More than use the qualification of two functional epitope minimum motifs on the people ZP4 albumen of MA-1662 and two special monoclonal antibodies of MA-1671, for Future Design development provides two important candidate's epi-positions without ZP specific T-cells epi-position (causing the crucial cause of disease of ZP immunity ovarian dysfunction) people with ZP multi-epitope peptide vaccine.In addition, these two meticulous epi-positions and/or can expand the chemical synthesising peptide of 8 peptides or with GST188 amalgamation and expression small peptide, also can be used as candidate's epi-position or the epitope peptide of the infertile cause of disease of exploitation diagnosis women ZP autoimmunization multi-epitope peptide detectable antigens, or separately and/or combination as the epi-position mark of diagnosis ZP autoimmune disease.

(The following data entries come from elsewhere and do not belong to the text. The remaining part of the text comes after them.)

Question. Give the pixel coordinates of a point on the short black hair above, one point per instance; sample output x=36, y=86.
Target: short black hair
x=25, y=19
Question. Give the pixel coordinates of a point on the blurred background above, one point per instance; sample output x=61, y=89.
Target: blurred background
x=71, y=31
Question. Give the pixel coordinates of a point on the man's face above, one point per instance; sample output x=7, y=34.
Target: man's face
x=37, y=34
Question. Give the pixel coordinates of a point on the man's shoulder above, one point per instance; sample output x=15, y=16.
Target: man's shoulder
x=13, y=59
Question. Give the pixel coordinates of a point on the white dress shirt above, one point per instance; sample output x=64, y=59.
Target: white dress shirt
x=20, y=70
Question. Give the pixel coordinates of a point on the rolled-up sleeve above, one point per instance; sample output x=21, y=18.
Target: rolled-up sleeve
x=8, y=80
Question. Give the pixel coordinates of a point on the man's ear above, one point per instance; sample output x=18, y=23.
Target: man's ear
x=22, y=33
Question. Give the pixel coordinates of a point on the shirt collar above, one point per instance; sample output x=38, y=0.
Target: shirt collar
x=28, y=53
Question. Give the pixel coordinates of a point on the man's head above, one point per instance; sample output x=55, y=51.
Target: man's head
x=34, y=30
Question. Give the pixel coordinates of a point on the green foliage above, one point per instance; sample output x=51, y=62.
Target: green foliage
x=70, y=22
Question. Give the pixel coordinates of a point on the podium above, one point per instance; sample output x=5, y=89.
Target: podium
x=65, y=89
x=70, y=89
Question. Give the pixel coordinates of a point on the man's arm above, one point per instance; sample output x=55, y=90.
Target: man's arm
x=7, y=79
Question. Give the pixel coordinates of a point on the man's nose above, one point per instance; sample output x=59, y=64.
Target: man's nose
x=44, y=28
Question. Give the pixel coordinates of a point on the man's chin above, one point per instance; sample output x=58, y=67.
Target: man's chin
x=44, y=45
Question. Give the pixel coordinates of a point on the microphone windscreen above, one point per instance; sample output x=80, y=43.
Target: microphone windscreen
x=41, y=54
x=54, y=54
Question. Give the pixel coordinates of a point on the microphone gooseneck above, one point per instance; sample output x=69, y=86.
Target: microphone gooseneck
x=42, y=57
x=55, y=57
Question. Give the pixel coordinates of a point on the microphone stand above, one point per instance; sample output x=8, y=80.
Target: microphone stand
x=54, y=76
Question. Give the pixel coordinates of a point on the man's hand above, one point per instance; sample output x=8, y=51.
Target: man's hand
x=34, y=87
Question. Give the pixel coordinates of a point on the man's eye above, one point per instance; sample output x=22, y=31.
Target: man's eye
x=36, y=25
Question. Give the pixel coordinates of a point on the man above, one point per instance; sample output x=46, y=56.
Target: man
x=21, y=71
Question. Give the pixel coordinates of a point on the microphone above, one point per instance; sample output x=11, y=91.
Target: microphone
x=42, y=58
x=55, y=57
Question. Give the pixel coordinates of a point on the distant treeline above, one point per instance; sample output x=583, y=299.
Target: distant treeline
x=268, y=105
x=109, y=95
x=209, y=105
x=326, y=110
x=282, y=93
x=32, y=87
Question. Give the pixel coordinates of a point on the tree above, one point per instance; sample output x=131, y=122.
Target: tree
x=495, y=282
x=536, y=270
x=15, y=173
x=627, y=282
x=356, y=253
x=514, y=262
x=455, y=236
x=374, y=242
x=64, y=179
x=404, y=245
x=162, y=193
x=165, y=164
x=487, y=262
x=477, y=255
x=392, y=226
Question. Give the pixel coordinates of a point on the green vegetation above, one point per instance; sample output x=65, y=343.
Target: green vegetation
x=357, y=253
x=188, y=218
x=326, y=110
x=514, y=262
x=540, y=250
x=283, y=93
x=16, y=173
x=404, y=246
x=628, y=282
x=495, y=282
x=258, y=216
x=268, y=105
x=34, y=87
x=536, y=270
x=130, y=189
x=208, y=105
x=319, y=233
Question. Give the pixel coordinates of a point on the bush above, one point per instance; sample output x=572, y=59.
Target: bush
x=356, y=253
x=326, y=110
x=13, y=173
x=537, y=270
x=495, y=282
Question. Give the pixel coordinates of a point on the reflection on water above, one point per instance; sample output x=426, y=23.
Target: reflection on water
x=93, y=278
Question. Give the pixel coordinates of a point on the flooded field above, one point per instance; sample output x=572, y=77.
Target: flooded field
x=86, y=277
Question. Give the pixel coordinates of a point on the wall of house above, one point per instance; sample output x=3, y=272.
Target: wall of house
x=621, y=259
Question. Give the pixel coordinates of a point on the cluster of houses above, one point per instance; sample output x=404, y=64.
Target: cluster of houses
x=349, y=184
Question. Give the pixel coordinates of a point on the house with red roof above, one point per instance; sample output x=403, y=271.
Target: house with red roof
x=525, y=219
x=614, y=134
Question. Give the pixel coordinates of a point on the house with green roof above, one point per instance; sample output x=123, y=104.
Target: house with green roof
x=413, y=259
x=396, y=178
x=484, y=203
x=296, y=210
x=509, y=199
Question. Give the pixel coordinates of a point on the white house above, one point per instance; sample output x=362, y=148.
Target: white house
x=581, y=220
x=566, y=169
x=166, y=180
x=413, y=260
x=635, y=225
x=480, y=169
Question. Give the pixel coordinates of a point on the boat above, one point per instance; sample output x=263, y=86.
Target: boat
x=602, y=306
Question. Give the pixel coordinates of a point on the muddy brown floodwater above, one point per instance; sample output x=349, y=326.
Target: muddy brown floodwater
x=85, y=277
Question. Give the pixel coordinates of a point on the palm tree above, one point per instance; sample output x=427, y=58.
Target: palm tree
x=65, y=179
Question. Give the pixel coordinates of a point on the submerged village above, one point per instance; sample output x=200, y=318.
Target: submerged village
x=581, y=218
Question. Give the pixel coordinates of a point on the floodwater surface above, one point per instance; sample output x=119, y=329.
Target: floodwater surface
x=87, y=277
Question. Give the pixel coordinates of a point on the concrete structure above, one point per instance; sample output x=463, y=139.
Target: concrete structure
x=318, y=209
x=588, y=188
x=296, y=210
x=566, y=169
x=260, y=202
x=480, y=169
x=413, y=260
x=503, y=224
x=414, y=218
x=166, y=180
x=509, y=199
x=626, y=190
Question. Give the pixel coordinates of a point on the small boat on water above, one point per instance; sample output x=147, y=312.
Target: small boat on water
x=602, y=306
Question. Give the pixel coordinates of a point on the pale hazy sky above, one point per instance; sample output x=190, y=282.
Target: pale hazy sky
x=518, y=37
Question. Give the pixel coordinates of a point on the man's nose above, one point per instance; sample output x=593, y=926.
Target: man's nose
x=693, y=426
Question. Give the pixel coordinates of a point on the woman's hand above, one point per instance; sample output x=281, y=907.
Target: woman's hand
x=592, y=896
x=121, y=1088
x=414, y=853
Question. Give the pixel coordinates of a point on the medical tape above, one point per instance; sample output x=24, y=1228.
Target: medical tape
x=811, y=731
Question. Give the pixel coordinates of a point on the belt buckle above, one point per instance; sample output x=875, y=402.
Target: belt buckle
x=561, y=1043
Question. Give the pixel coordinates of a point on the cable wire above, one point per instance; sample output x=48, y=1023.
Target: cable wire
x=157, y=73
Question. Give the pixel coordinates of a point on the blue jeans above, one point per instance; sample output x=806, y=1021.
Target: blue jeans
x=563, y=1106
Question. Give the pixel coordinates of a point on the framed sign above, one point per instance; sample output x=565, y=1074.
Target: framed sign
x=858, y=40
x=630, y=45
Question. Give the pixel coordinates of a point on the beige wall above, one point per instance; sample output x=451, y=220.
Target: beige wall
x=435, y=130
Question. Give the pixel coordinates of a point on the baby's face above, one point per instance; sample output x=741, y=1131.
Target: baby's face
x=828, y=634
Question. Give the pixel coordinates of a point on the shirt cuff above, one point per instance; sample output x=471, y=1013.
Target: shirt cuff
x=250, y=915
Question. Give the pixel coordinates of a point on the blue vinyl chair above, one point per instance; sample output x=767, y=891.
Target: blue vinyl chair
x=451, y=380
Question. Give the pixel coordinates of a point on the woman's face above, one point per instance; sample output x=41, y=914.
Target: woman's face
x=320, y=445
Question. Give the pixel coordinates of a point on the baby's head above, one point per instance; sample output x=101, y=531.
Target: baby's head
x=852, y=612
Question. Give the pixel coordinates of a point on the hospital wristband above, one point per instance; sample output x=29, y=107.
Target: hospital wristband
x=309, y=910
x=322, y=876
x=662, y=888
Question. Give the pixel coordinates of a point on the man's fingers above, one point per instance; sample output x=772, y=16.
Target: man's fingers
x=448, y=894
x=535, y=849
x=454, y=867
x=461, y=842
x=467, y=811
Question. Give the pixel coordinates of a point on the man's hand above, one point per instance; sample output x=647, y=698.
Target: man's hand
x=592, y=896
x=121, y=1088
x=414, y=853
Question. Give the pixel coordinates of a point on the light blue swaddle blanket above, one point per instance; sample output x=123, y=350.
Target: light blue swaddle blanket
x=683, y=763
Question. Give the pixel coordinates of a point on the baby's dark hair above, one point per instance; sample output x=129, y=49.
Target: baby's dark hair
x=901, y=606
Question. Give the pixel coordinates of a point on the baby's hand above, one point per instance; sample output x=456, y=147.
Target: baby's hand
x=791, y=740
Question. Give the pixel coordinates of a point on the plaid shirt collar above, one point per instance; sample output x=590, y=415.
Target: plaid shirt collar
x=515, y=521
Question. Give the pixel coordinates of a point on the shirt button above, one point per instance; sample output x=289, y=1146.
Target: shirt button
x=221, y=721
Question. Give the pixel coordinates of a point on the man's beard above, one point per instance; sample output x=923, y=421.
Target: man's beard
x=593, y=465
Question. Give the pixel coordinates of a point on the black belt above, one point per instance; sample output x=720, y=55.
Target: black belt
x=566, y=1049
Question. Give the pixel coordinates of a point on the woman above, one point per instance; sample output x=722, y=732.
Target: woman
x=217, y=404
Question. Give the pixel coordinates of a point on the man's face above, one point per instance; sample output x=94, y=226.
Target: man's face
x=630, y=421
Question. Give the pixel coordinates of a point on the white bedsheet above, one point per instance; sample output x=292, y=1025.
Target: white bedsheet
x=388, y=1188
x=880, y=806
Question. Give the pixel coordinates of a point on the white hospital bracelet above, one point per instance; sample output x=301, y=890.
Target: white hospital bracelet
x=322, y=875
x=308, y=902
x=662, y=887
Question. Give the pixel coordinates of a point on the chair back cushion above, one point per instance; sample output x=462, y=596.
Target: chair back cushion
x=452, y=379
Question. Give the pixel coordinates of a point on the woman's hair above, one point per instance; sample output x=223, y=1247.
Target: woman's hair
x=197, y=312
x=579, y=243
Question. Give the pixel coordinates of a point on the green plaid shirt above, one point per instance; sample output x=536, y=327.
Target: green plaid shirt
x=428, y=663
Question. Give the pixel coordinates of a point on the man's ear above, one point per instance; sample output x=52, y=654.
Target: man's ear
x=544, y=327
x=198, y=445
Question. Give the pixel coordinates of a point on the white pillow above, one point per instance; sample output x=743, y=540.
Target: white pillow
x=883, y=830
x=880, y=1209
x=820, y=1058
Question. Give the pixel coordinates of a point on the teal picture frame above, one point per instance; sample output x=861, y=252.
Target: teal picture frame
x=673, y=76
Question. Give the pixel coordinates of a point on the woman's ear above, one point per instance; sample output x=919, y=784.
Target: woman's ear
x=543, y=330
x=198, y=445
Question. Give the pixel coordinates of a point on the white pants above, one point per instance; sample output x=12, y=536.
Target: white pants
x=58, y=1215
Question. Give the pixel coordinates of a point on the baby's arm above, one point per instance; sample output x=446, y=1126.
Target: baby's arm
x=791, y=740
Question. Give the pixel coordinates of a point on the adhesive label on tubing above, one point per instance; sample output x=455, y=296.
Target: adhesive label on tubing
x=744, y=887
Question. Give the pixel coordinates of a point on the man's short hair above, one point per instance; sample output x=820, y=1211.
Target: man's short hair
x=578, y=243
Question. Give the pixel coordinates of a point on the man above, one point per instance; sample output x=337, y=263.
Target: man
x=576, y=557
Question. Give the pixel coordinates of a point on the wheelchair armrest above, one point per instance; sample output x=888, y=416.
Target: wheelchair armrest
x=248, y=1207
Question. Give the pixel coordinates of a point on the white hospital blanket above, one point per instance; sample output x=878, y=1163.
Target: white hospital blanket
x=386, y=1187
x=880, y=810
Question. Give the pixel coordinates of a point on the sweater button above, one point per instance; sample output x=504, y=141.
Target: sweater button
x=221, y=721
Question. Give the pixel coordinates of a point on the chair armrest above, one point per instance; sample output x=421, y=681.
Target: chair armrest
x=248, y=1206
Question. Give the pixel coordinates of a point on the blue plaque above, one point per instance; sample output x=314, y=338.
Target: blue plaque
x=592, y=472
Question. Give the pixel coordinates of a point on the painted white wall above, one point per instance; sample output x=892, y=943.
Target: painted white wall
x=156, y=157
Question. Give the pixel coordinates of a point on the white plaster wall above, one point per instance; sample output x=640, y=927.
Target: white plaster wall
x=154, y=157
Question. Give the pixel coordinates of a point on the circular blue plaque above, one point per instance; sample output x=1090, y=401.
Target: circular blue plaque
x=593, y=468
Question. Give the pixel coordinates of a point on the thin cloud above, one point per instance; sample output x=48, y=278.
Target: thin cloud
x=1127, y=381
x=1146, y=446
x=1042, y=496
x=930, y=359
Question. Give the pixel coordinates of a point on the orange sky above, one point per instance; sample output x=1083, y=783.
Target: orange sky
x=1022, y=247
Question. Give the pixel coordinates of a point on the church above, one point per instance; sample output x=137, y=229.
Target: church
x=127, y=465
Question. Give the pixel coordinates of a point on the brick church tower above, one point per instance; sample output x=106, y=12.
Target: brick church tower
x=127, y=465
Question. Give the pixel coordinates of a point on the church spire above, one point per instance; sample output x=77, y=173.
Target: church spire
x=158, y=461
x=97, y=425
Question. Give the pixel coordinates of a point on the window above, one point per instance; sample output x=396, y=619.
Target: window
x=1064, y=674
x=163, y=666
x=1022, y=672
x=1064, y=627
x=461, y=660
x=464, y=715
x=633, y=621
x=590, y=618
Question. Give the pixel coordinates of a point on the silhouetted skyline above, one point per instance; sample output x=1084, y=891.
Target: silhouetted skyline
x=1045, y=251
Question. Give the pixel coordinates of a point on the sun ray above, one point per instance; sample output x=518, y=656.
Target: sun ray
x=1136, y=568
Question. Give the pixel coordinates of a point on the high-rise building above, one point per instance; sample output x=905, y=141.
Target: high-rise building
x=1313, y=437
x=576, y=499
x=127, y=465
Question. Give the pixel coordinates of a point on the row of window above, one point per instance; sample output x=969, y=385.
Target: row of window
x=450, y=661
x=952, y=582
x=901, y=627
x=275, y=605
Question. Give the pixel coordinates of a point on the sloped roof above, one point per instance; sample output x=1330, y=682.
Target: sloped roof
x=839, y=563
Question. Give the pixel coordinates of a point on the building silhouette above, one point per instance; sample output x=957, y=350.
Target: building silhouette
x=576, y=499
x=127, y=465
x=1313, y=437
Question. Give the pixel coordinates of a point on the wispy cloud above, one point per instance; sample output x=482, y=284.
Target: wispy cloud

Brief description of the drawings
Fig. 1. immunoblotting qualification (A) and the list consensus sequence of MA-1671 monoclonal antibody identification epitope minimum motif are analyzed (B).
Note: show the P50-P62 small peptide fusion rotein that Lanes 50-62 representative is expressed on blotting membrane.Figure A note arrow is indicated respectively the poly-peptide (P53-P56) of trace reactive 8.Consensus amino acid sequences (in 10 residue overlaps between P11 and P12 small peptide) in the poly-peptide of the yellow shade albumen test 8 of figure B.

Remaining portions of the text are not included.